Le site web de Yandex (yandex.ru) affiché sur un smartphone.
Image: Shutterstock

L'influence du Kremlin

Le gouvernement tente très tôt d'exercer une influence sur les activités et la structure du groupe. Le Kremlin souhaite avoir son mot à dire sur la composition de l'équipe dirigeante et exige de plus en plus souvent que les médias critiques soient filtrés lors des recherches. Yandex est également sommé de divulguer des algorithmes - la «recette secrète» du groupe, en quelque sorte.

Contre cette influence, l'entreprise tente d'abord de défendre avec succès. Mais Yandex a fini par céder sur un point décisif.

Le co-fondateur Arkadi Wolosh a été sanctionné en 2022 et vit en Israël.
Le co-fondateur Arkadi Wolosh a été sanctionné en 2022 et vit en Israël.dr

En 2017, le gouvernement russe adopte une loi sur le contrôle des médias qui lui permet in fine de contrôler ce que les gens voient, ou ne voient pas, lorsqu'ils recherchent des informations. Pour ne pas être sanctionné, le groupe technologique fait une concession: Yandex News n'affiche plus que les résultats des médias enregistrés auprès de l'autorité de contrôle nationale Roskomnadzor - les publications indépendantes ne sont plus visibles dans l'affichage qui ressemble à Google News ou seulement avec un VPN, un accès spécial à Internet.

La politologue Alena Epifanova parle dans ce contexte d'«autocensure». Elle effectue des recherches sur la politique numérique russe auprès de la Société allemande de politique étrangère (DGAP) et se souvient:

«Cela a été un scandale.
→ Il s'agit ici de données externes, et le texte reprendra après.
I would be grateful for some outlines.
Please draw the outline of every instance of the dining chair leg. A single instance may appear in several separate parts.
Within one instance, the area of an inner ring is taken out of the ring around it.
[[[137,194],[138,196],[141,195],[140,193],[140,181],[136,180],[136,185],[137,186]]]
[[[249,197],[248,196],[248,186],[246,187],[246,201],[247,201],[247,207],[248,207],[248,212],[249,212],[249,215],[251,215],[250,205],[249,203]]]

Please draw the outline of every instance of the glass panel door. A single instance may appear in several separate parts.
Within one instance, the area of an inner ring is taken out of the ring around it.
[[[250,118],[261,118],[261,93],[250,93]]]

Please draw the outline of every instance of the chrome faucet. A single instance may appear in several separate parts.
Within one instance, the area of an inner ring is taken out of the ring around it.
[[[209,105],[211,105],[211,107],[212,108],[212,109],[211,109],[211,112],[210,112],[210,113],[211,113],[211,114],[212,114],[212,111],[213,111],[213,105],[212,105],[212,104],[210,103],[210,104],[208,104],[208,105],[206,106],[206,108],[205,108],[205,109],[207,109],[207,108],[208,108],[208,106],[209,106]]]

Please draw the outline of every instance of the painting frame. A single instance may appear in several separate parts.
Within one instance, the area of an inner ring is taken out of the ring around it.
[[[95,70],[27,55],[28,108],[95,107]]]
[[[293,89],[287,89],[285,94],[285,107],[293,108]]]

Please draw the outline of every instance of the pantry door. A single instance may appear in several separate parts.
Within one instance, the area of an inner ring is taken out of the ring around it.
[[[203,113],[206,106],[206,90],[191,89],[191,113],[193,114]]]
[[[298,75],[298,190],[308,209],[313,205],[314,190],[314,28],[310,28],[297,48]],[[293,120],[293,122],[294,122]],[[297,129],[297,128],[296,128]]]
Depuis, Yandex s'est de plus en plus éloignée de sa prétention initiale d'être une entreprise informatique indépendante»

Avec la guerre russe en Ukraine, cette censure s'est renforcée, le moteur de recherche Yandex a fait un tri sévère. L'entreprise fait aujourd'hui partie de la propagande de guerre contrôlée par l'Etat.

Le délicat dilemme

Le groupe se trouve désormais confronté à un dilemme: agir selon les lois russes, sans s'aliéner ses investisseurs occidentaux. Yandex a en effet toujours été ouvert aux marchés internationaux, comme ceux des Etats-Unis, de l'UE et d'Israël, où l'entreprise a également du succès avec ses produits. Près de 90% des actions de Yandex sont disséminées, beaucoup appartenant à des fonds occidentaux.

C'est aussi pour cette raison qu'en 2022, l'histoire de l'entreprise a connu une étape lourde de conséquences. Le cofondateur Arkadi Wolosch a quitté son poste de chef, et avec lui un adjoint. Peu de temps auparavant, un PDG était déjà parti. Yandex s'est scindé en deux: une branche russe et une branche internationale.

Des changements drastiques

Alexeï Koudrine, ministre des Finances de longue date et proche de Poutine, a pris la tête de l'entreprise russe. C'est un homme qui a des liens directs avec le Kremlin. C'est ainsi que Poutine a continué à renforcer son contrôle sur Yandex.

Le super-moteur de recherche n'a pas seulement changé de personnel. Le plus dévastateur est sans doute le départ de la branche la plus importante en Israël: le cloud computing, le développement de voitures à conduite autonome, le travail avec des superordinateurs et l'intelligence artificielle. En d'autres termes: les secteurs porteurs d'avenir.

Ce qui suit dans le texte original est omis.